As the day dawned on a new year in 1993 it saw the emergence of the independent nation state of Slovakia. There had been no referendum and no bloodbath of a revolution. Slovakia today is successful: a country of 5.3 million people, a member of the U.N. and since 2004, of the E.U. Politicians in Scotland have drawn comparisons between Slovakia and the current debate for Scottish independence but is this a useful comparison?

Slovakia has only had very brief periods, and all within the 20th Century, when it could be regarded as at least notionally independent. Thrust together with the Czech lands in 1918 Slovakia enjoyed a spell of educational and cultural growth. This, however, was a conjoining of two lands who had developed historically along different paths (Czech /Bohemia and Slovakia/ Hungary) and they did not always sit easily together.

Slovakia has had to contend with centuries of being ruled by other states . The post 1945 communist Czechoslovakia saw the forced migration of ethnic groupings to and from Slovakia. The elimination of troublesome ‘leaders’ and the silencing of people who spoke out, was a feature of state control. The collapse of the Communist Regime in Czechoslovakia began in November 1989. One of the leading Slovak dissidents , Milan Simecka stated that the ‘Fall of Communism was a revolution for freedom, human rights and dignity’.

A parliamentary election in 1992 saw the Slovak National Party gain only 8% of the votes and yet by the New Year of 1993 Slovakia was independent. The winners of the 1992 election the CDP (Czech) and the MDS (Slovakia) led by Vaclav Klaus and Vladimir Meciar respectively, agreed on the division of the two states of Czechoslovakia. Research done at the time, however, suggested that 48% of Slovaks and 44% of Czechs were opposed to this. Western states, particularly Britain, Germany and the US were initially opposed to the division of Czechoslovakia, seeing it as destabilising Europe. Undeterred the leaders of the Czech Republic and Slovakia continued with their discussions and diplomacy and today both are successful nation states.

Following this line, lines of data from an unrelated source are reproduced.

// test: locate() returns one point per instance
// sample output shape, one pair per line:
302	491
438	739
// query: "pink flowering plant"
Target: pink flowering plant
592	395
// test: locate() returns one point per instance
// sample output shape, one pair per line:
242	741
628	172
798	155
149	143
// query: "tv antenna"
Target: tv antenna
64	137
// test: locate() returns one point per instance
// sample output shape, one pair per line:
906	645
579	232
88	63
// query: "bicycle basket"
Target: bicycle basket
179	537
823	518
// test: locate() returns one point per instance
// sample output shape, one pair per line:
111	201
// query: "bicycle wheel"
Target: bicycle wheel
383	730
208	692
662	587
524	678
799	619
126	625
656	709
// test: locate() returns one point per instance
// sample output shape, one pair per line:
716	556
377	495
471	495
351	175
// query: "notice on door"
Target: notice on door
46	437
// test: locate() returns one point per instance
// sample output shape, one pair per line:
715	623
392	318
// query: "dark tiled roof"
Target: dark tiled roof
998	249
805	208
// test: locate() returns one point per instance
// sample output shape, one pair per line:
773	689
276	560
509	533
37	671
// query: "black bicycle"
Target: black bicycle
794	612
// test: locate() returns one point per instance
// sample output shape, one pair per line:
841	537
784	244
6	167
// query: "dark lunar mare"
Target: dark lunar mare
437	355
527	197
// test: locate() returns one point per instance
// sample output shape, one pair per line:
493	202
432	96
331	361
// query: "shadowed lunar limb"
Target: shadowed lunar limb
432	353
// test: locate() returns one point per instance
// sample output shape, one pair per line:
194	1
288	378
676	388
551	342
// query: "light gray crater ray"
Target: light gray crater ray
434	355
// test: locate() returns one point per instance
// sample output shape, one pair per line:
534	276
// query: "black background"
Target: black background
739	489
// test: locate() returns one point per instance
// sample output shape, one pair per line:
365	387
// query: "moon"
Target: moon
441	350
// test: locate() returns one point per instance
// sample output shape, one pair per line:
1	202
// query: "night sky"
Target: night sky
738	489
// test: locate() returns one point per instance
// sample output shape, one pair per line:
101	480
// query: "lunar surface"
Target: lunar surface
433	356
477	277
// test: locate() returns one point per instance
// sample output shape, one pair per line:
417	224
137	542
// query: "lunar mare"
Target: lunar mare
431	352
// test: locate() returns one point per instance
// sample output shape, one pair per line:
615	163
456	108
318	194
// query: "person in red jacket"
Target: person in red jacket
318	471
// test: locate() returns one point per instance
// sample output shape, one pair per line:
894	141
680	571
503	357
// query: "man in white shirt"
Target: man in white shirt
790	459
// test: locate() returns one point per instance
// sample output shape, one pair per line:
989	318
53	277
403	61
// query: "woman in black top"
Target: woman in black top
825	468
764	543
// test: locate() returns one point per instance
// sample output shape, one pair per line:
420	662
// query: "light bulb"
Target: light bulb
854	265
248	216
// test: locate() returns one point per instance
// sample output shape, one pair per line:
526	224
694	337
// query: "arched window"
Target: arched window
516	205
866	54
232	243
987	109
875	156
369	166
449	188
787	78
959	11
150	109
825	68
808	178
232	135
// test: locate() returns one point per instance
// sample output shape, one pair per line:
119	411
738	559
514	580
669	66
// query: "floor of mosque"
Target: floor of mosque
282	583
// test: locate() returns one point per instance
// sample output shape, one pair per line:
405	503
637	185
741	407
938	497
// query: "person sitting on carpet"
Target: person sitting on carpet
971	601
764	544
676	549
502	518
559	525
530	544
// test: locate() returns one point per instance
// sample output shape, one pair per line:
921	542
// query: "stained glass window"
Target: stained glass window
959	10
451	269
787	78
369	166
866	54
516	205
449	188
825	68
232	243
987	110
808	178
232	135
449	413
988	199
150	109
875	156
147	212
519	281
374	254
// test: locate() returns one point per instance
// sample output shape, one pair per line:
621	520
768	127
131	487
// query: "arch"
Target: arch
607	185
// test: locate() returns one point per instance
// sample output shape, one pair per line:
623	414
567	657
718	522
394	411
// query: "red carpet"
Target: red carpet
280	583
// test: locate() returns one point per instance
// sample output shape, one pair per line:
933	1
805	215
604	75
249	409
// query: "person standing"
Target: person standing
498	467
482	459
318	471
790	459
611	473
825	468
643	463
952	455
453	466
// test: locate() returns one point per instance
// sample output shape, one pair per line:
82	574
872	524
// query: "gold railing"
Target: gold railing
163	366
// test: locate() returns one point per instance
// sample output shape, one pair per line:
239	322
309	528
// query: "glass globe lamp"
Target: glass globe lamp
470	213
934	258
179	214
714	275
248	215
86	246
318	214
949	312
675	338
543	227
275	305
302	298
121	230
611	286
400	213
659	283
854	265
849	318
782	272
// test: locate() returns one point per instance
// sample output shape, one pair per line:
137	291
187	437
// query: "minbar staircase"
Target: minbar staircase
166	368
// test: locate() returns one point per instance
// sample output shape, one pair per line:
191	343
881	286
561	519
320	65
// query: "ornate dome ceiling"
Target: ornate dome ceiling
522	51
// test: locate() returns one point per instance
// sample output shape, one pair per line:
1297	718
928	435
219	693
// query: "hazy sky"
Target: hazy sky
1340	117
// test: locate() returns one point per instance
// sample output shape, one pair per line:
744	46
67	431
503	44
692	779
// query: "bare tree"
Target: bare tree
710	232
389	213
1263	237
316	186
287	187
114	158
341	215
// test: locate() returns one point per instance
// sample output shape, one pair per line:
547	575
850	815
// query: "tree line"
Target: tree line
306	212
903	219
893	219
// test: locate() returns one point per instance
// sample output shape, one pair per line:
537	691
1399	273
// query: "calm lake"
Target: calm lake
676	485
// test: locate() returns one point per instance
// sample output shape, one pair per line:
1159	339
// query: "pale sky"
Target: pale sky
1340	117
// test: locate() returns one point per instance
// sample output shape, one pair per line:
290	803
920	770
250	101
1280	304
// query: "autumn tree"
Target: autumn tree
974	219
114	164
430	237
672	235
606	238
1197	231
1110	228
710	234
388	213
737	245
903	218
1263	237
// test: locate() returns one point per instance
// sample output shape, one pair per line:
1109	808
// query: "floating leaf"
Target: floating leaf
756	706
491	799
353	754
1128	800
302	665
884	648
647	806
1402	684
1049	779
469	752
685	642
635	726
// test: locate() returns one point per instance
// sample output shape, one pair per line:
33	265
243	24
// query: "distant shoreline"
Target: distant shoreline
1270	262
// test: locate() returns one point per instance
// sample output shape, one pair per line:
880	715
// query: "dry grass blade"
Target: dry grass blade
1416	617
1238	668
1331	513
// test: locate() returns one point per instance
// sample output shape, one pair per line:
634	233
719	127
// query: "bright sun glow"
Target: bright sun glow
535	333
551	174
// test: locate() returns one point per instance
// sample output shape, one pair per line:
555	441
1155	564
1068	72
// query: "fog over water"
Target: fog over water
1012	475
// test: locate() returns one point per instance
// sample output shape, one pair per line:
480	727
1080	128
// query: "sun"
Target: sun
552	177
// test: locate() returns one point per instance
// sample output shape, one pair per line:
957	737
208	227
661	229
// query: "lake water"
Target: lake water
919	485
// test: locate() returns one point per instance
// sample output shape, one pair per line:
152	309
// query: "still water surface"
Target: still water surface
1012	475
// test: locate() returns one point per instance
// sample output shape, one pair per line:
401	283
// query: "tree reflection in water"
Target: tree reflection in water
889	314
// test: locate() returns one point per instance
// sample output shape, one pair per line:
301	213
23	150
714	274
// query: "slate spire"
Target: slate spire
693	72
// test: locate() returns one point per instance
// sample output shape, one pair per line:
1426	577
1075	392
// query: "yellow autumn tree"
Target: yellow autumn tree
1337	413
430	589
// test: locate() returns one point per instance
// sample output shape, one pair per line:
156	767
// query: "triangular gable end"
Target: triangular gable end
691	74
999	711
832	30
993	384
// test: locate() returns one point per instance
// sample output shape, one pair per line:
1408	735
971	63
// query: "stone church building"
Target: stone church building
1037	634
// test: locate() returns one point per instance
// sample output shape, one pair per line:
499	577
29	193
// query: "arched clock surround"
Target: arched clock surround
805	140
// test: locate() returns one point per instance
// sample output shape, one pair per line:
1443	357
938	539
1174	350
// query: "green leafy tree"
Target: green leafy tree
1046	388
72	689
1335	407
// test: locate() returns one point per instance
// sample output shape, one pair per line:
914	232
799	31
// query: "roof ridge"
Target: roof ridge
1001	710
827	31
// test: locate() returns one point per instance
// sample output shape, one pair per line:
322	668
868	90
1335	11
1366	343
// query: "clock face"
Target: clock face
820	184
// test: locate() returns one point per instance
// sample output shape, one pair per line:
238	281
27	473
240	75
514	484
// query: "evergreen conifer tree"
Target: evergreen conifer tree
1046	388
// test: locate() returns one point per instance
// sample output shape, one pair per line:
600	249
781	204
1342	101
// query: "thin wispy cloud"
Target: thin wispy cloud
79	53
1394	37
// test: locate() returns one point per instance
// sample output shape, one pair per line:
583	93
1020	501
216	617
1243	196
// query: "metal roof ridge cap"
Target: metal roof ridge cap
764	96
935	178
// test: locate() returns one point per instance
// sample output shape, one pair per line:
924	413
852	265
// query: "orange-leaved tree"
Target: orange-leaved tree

Historically there are too many differences for valid comparisons to be made between the nations of Slovakia and Scotland. Scotland today has many of the structures to be found in independent nations. Devolution is control retained within the United Kingdom. Power can be handed down but it can also be removed. The 2014 referendum was one more stage in the dying throes of a British Empire. Scotland is on the brink of political change. If we can take anything from the Slovakian experience it is that change can occur very rapidly and from the least expected quarters.

Fiona Grahame

Comment from David Gordon at 23:15 on 22 October 2016.
What I find interesting is that both the
Czech Republic and Slovakia were able to set up state banks and all the necessary government departments in less than six months. It was probably even quicker in the Baltic Republics. Despite what the main stream media would have us believe it can be done, all it takes is the political will to do it and some goodwill, although that'll be harder to find here.